Anyone have or know about this or 
tachometer or speedometer that also has a digital display?


----------



## IRLyRiser (Feb 14, 2007)

I have the tach with the digital window. It gives volts, temp, engine hours, fuel burn, fuel used, oil pressure and then just a generic screen that says temp oil press and volts are “ok”. I think if you have the tach and speedo all engine functions are monitored. There’s a kit that will Bluetooth to your phone and give you all the info too. I like and recommend it.


----------



## mro (Jan 24, 2018)

Is the led on the tach easy to read?

The little screen for the SC1000 kit seems like it might be a larger display than whats on the tach but have not found any good info on it yet. I'll see if anyone has posted video of them on youtube.

here's a link to a amazon seller for the SC1000 kit but it does not have a descent description, or even how long the wiring that comes with it is or where it plugs into.
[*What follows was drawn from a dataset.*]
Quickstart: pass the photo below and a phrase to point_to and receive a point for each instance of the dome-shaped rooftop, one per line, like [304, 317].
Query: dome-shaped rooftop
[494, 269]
https://www.amazon.com/Mercury-Smar...FSP2ZKT55F9&psc=1&refRID=HF713VZZYFSP2ZKT55F9

I need to call a merc dealer or two to see if they have any displays of the smartcraft stuff or at least the factory brochures for them. At the moment I can't get a definitive answer to what the 2005 motors will display.


----------



## mro (Jan 24, 2018)

as for linking my outboard motor to my phone? Even tho the display on my google phone is pretty nice and the gps works well I just can't bring myself to do it. Only know about the phones gps because i turned that "feature" on just to see if it worked as good as my last years samsung phone did, then turned it back off  

Not that I'm paranoid (much) but I've got a piece of tape over the "selfy" camera on my phones


----------



## IRLyRiser (Feb 14, 2007)

I was thinking you we’re asking about the tach gauge one. That is different than what I have. The little LCD screen on my gauge is easy to read even with sunglasses on unless you are farther off to the side of it. Further than you normally would be driving the boat.


----------



## mro (Jan 24, 2018)

Originally I was leaning towards the tach, then the mini screen and now I'm looking at getting a Lowrance HDS gen3, which can connect to merc motors and display what ever sensors are installed. Both my fish finders and gps are a little "out of date" so an upgrade might be nice.


----------